The subtleties of this dance of democracy were recognized in the program’s enabling legislation, which endures as City Code 3.96, adopted by the City Council in 2005. To revise the code or rules for performance, the city’s “Office of Community & Civic Life will seek representation from neighborhood associations, district coalitions, business district associations, diverse community interests, city agencies that engage in considerable public involvement activities, and other interested people as necessary.”
That duty was swept away under city charter reform in 2023, which turned the council-adopted code into a rule that could be revised administratively. Three years later, neighborhood activists are just learning they can no longer count on a deliberative process in which they play a central role.
In March, OCCL Engagement Officer Amanda Garcia-Snell notified coalitions of unspecified changes to be adopted by the city administrator on July 1. There would be no grass-roots involvement in defining this process. Neighborhood associations, just as any individual, could testify, but the city administrator would make the final decision.
And what rules or standards would be revised? She didn’t say. Just that changes were afoot and neighborhoods could not head them off at City Council or the court of public opinion.
“The goal of this project is to modernize and clarify the language … to align with the city’s current governance structure and core values,” Garcia-Snell wrote, listing those values as “anti-racism, equity, transparency, communication, collaboration and fiscal responsibility.”
This is the exact opposite of what Portland’s neighborhood program set out to do: to transmit the values and goals of the people to their government. Now the city is defining those values and rewriting laws to bring the people into compliance.

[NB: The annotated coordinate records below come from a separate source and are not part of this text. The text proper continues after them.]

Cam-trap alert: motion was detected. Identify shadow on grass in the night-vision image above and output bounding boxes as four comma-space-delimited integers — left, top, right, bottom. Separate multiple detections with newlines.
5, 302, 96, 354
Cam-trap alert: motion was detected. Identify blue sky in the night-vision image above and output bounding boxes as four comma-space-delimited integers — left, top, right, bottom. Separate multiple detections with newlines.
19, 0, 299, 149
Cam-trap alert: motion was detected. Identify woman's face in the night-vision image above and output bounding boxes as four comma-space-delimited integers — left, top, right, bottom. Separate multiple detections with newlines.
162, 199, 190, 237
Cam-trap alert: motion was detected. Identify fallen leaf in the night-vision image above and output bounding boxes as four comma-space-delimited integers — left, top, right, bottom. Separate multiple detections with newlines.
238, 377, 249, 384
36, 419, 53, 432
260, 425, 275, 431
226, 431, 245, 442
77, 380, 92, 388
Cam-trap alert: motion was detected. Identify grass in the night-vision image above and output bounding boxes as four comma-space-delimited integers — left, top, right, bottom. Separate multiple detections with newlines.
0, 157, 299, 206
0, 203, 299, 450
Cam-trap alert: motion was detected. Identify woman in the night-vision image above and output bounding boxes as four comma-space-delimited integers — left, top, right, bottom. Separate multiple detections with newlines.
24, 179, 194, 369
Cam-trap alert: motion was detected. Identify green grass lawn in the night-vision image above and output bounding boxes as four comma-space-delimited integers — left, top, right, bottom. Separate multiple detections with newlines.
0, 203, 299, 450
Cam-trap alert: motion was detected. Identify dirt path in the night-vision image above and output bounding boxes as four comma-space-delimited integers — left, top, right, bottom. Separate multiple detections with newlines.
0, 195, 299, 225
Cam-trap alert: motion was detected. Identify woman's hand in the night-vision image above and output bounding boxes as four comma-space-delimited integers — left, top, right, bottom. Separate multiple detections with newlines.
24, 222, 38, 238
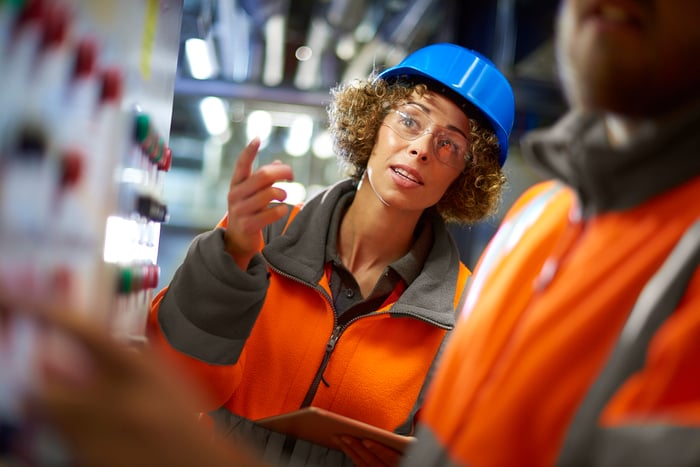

We often fault politicians for checking the wind of popular opinion before making a decision. That is what they should be doing—not to follow shifting views in every instance but to understand the will of the people they represent. Telling the people what they should believe and then using the power of government to turn that belief into policy could not be further from the American way.
In “Animal Farm,” George Orwell suggests that political power corrupts those who hold it, whatever ideology they use to justify their actions.
That is why government officials must hear the unfiltered messages of those living under them. If they use their offices to manufacture the appearance of support, if they have a hand in selecting or steering citizen bodies critiquing their performance, this is not accountability. They are enlisting members into their cheering sections, ultimately in service to their reelection campaigns. It’s akin to tampering with the jury.
Portland’s once vaunted neighborhood system may endure in some form. The danger is that it will become a public relations arm of City Hall, indistinguishable from any other city agency controlled from above.